Q. Speaking of trends, what do you see making the biggest impact on SensorWeb?

Autonomy is one key function that I did not mentioned yet. We have autonomy software running on EO-1 which enables it to make independent decision of what images it will take. This software that was developed by JPL under the NASA New Millennium Program with Steve Chien as the lead. Furthermore, members of our team have also done experiments with a distributed architecture of intelligent agent software modules. Thus a key step is to integrate autonomy software into a SensorWeb which follows what already has been done. The next milestone where we hope to make some strides is the UAS experiments that start this year and enabling the UAS to make its own decisions as to where it makes measurements based on what it sees with its onboard processing. Of course, in the satellite domain, this type of functionality has been demonstrated using the EO-1 satellite.
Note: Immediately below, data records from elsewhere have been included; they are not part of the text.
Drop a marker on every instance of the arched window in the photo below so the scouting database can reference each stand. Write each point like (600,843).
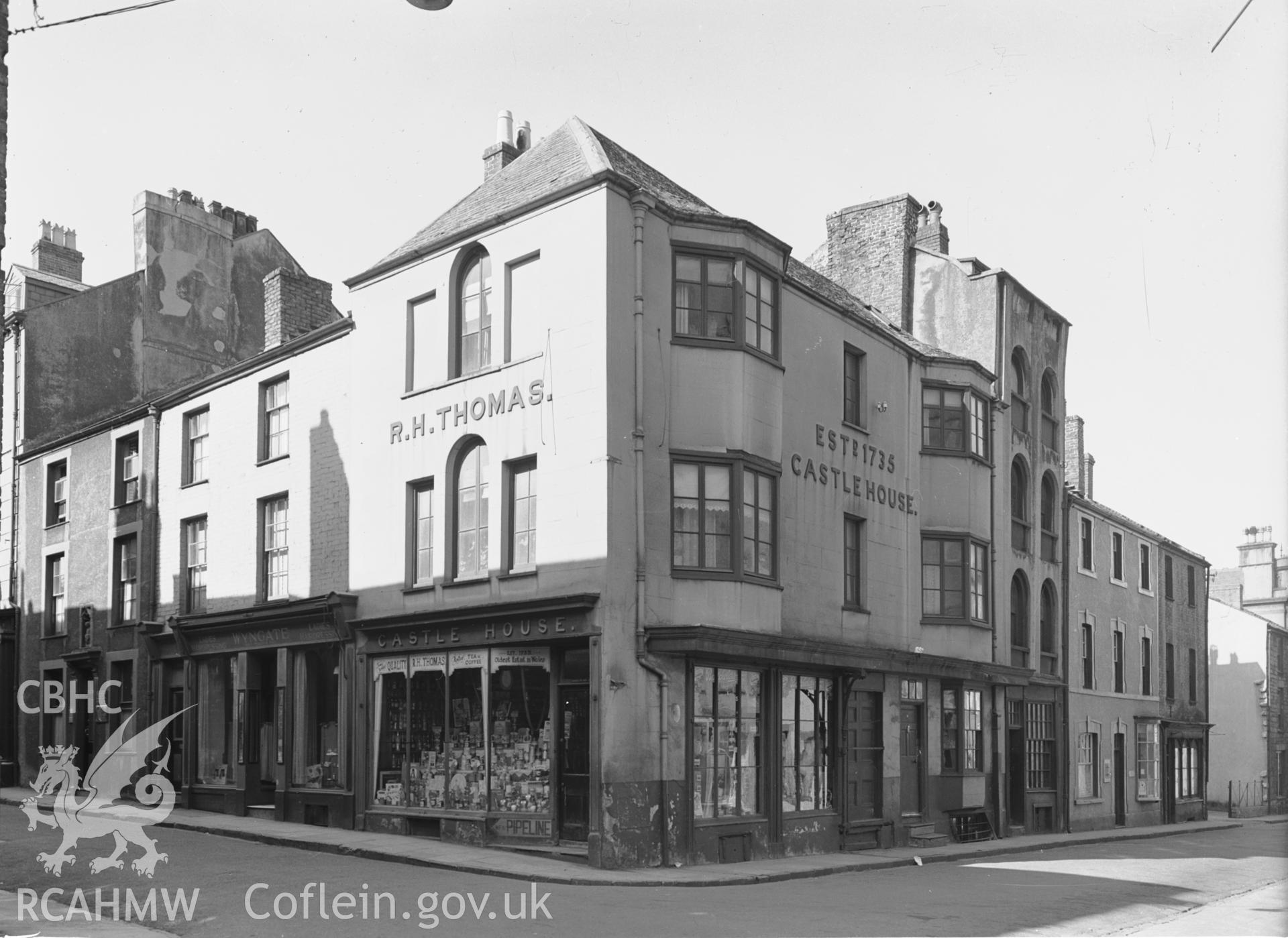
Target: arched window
(1050,506)
(1019,620)
(1050,422)
(472,514)
(474,317)
(1047,618)
(1019,506)
(1020,390)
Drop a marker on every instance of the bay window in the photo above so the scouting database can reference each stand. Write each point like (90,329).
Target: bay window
(727,732)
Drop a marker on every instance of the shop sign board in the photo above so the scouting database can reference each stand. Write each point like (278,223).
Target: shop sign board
(513,827)
(474,658)
(267,637)
(483,632)
(521,658)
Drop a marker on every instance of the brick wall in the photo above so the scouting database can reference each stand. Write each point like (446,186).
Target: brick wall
(57,259)
(869,254)
(294,304)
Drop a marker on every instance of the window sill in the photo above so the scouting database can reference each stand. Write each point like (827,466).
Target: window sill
(936,620)
(518,573)
(686,574)
(467,582)
(729,819)
(964,453)
(727,345)
(459,379)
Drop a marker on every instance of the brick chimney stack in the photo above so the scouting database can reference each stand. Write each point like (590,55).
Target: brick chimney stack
(54,253)
(294,304)
(504,151)
(1079,463)
(932,233)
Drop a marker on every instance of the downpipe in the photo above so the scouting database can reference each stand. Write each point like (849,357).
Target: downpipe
(639,209)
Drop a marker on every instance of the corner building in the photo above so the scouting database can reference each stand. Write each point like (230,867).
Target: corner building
(669,544)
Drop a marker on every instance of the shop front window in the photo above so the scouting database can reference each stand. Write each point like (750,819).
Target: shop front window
(320,750)
(464,730)
(725,742)
(805,735)
(519,715)
(217,729)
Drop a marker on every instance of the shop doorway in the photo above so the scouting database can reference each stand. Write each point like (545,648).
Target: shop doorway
(1120,780)
(863,756)
(1015,788)
(174,704)
(262,734)
(910,760)
(575,762)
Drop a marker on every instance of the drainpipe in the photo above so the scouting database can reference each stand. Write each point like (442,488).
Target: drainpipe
(639,207)
(154,699)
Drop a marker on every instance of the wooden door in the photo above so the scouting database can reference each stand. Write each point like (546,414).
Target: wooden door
(575,762)
(910,758)
(1120,780)
(863,752)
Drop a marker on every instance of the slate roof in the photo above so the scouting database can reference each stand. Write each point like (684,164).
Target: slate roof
(575,155)
(572,155)
(834,292)
(56,280)
(1112,515)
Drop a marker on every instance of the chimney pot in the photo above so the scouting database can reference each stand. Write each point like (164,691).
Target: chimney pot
(505,127)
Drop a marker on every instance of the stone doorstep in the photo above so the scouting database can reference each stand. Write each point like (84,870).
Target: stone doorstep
(547,869)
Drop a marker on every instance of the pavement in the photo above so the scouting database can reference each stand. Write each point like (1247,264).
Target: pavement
(527,866)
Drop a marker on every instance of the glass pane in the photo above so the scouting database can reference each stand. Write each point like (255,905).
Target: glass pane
(684,480)
(716,481)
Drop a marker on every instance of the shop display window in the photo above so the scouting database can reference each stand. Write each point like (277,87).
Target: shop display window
(725,742)
(320,749)
(521,730)
(217,727)
(464,730)
(806,715)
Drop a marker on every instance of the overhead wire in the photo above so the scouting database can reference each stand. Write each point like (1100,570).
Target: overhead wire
(42,25)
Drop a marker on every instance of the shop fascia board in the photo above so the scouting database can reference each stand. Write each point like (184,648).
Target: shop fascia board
(337,606)
(757,646)
(571,603)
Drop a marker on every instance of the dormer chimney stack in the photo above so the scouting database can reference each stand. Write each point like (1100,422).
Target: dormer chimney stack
(502,152)
(54,253)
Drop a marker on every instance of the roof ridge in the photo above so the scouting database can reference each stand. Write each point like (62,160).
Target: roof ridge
(592,150)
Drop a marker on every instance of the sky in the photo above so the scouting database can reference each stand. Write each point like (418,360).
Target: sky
(1097,151)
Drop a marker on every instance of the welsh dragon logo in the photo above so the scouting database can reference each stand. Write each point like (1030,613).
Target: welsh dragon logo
(101,811)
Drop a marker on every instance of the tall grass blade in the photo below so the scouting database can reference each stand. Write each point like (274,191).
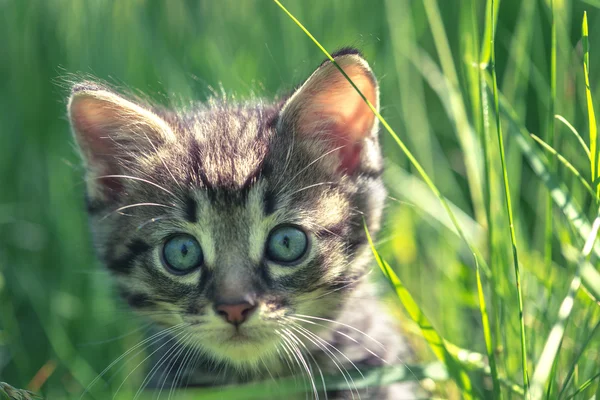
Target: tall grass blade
(565,162)
(546,361)
(589,276)
(476,255)
(433,338)
(590,104)
(509,211)
(464,130)
(584,386)
(574,131)
(582,349)
(548,223)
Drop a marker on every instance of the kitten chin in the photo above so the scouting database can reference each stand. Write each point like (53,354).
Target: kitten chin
(239,227)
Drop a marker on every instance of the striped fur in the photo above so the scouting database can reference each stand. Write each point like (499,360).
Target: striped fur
(227,174)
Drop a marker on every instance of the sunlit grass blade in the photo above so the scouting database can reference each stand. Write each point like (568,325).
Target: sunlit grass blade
(589,276)
(476,255)
(548,223)
(509,211)
(464,130)
(576,359)
(546,360)
(433,338)
(590,104)
(584,386)
(8,392)
(574,131)
(486,50)
(565,162)
(368,377)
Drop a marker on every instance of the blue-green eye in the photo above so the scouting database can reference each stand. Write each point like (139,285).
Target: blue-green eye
(286,244)
(182,254)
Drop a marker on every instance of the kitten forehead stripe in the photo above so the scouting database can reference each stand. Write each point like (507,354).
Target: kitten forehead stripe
(124,264)
(191,208)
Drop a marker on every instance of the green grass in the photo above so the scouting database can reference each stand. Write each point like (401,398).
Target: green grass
(469,89)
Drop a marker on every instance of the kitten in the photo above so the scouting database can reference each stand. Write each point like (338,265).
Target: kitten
(238,228)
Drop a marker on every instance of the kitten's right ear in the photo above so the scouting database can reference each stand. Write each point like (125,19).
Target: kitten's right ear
(112,132)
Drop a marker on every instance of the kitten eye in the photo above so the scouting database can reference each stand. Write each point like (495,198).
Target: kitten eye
(286,244)
(182,254)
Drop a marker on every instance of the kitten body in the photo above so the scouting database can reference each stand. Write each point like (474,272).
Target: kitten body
(271,200)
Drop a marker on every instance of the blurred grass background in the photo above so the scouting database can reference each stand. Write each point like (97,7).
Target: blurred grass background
(60,324)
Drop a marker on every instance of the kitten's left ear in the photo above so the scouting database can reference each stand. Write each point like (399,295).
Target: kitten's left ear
(326,109)
(112,133)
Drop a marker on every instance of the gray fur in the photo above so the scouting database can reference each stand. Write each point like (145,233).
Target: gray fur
(227,174)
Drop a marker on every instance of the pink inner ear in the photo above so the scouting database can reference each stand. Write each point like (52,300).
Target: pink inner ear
(92,120)
(336,106)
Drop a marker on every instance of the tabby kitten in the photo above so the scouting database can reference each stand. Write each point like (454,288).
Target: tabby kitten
(239,227)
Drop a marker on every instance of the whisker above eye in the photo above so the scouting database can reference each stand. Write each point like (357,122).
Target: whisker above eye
(138,179)
(118,210)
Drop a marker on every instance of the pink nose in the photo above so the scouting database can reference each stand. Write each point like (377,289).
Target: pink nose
(235,314)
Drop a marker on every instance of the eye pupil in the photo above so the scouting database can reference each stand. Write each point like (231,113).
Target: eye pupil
(182,254)
(286,244)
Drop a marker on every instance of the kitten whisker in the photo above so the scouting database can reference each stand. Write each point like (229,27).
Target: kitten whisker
(138,179)
(118,210)
(180,371)
(346,336)
(338,364)
(342,324)
(291,339)
(312,186)
(144,342)
(150,221)
(156,367)
(176,336)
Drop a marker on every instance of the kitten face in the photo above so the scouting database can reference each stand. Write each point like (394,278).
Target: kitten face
(229,220)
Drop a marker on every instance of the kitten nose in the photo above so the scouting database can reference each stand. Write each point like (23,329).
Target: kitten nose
(235,314)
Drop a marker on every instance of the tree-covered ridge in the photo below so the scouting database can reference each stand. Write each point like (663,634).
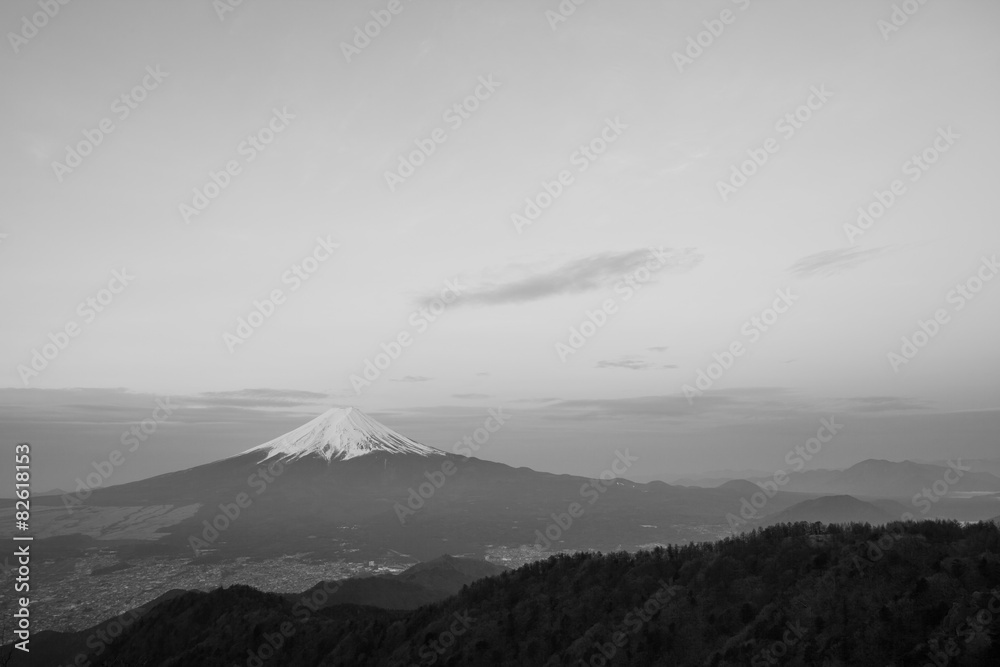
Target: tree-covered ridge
(792,594)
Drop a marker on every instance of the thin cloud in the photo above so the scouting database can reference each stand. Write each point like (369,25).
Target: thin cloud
(832,262)
(630,364)
(521,284)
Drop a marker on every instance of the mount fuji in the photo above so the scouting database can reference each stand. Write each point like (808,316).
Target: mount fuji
(341,434)
(345,485)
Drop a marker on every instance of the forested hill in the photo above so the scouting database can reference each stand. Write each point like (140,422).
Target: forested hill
(792,594)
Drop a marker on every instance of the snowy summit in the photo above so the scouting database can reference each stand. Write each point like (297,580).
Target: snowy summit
(341,434)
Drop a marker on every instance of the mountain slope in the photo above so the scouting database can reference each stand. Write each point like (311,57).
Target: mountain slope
(876,478)
(833,509)
(727,603)
(340,434)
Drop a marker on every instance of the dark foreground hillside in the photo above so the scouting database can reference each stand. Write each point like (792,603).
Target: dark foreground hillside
(792,594)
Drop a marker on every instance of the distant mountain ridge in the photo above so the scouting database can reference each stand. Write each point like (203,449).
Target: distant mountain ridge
(876,478)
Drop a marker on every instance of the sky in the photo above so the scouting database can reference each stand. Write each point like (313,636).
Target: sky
(186,165)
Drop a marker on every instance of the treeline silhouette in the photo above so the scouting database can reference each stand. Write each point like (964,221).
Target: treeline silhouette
(792,594)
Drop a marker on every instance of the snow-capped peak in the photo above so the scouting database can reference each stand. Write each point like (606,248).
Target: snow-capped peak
(341,434)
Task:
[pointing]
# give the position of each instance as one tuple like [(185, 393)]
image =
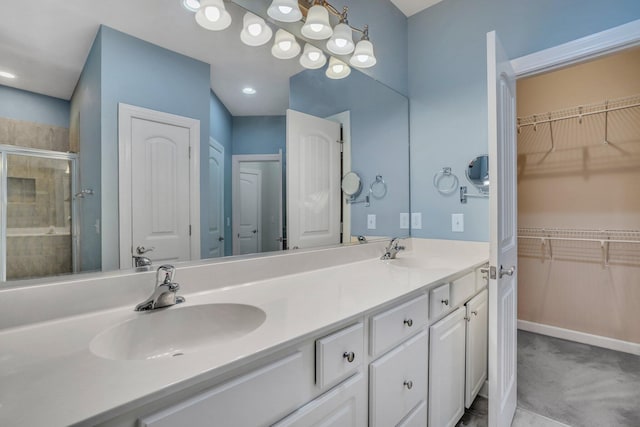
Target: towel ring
[(438, 178), (378, 188)]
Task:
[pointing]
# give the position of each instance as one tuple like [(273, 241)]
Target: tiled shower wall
[(38, 197)]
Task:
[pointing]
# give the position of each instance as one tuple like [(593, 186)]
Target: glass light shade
[(337, 69), (285, 45), (255, 32), (363, 56), (312, 57), (317, 26), (191, 5), (341, 43), (285, 10), (212, 15)]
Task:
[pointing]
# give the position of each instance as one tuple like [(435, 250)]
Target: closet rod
[(572, 116)]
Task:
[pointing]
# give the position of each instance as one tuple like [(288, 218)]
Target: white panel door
[(249, 227), (476, 363), (216, 199), (313, 181), (159, 200), (446, 370), (503, 239)]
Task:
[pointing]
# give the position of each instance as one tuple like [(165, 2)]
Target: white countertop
[(49, 376)]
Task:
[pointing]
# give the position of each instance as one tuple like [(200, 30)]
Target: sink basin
[(176, 331)]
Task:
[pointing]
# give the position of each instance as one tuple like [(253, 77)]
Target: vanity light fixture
[(337, 69), (312, 57), (285, 10), (255, 32), (363, 56), (212, 15), (285, 45), (317, 26), (191, 5)]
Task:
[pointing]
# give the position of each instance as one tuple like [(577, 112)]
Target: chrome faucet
[(392, 249), (164, 294)]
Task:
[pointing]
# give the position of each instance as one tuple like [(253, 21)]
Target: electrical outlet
[(457, 223), (416, 220), (404, 220), (371, 221)]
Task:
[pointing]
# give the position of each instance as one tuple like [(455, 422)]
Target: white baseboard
[(581, 337)]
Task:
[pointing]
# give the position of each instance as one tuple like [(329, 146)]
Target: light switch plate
[(371, 221), (457, 223), (416, 220), (404, 220)]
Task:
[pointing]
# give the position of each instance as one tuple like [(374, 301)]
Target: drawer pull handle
[(350, 356)]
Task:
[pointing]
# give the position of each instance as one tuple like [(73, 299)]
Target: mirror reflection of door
[(257, 203), (313, 181), (216, 199)]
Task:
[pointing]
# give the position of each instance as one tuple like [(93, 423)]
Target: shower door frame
[(7, 150)]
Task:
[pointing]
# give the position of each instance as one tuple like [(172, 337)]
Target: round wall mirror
[(351, 184), (478, 173)]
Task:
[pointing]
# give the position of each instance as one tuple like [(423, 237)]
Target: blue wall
[(19, 104), (220, 129), (447, 86), (86, 114), (259, 134), (379, 138)]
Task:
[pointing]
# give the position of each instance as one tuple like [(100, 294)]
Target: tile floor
[(572, 384)]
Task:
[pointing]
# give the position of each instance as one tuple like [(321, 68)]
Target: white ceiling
[(46, 43), (411, 7)]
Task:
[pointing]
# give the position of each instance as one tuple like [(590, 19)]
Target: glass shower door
[(38, 212)]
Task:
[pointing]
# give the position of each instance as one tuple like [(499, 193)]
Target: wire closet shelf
[(605, 246)]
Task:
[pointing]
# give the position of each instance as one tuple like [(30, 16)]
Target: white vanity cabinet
[(447, 369), (476, 346)]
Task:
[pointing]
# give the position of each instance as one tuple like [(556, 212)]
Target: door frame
[(236, 160), (213, 143), (126, 113), (589, 47)]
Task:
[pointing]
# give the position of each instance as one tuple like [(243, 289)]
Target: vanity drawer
[(271, 392), (395, 325), (339, 355), (462, 289), (398, 381), (440, 301)]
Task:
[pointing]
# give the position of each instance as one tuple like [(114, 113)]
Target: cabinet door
[(477, 312), (343, 406), (446, 370), (398, 381)]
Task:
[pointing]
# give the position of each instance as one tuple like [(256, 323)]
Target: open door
[(503, 238), (313, 181)]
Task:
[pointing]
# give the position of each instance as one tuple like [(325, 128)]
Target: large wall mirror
[(152, 54)]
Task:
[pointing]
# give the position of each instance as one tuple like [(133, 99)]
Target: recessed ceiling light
[(191, 5)]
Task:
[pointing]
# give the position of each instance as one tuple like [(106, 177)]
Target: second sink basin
[(173, 332)]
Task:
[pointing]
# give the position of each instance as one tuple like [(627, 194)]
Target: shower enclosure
[(38, 232)]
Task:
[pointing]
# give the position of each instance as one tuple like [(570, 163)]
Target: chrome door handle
[(508, 272)]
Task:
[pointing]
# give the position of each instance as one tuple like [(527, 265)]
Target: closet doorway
[(579, 240)]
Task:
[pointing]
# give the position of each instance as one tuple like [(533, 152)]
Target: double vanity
[(329, 337)]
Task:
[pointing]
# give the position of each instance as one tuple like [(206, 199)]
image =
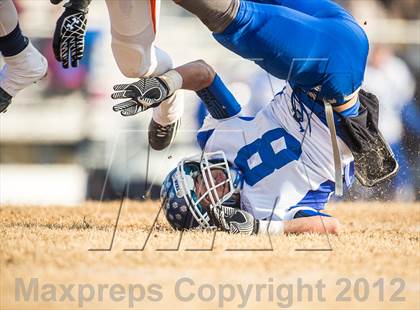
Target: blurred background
[(61, 143)]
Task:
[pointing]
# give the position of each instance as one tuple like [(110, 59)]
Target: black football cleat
[(5, 100), (160, 137)]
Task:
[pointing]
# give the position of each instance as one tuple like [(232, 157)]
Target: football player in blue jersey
[(255, 175), (284, 154)]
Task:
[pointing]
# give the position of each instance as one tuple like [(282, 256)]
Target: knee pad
[(136, 59), (216, 15)]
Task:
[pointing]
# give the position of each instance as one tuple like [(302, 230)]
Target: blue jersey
[(315, 45), (284, 167)]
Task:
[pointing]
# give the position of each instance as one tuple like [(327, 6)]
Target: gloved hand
[(144, 94), (69, 35)]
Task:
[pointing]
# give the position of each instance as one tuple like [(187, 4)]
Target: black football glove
[(69, 35), (234, 220), (144, 94)]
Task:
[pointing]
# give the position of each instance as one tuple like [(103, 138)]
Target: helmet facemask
[(189, 169)]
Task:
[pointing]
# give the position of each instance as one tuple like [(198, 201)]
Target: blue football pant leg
[(273, 36), (316, 8)]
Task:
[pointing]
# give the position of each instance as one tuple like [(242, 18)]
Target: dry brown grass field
[(378, 241)]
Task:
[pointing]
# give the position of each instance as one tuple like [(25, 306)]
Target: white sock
[(271, 227), (23, 69), (173, 80)]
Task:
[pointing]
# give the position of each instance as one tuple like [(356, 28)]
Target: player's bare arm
[(150, 92)]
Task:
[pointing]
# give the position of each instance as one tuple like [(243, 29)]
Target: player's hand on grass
[(69, 35), (234, 221), (144, 94)]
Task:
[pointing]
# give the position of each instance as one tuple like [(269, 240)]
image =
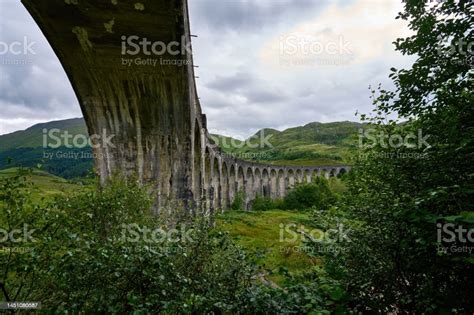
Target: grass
[(47, 185), (258, 232)]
Q. We’ve covered the past, present, and future of SensorWeb. Is there anything left to tell?

There are so many ways to tell this story, and it’s very much still being written. Space based FPGAs are moving us in the right direction. Nanotechnology points to the possibility of superlight and high performance nanosats. AI points us toward distributed intelligence to dramatically automate networks of sensors and improve our ability to discover fleeting scientific phenomena. I like to use a basketball metaphor: if you’re a really good player, you can close your eyes and still make a shot. Your internal senses and intelligence can fill in the holes where the senses are lacking. Your brain acts like a holographic image, using data fusion that is so well integrated that the player can still make the shot. SensorWeb evolution can act the same way enabling the filling of holes in models and enabling better decision support despite lack of total spectral, spatial and temporal coverage.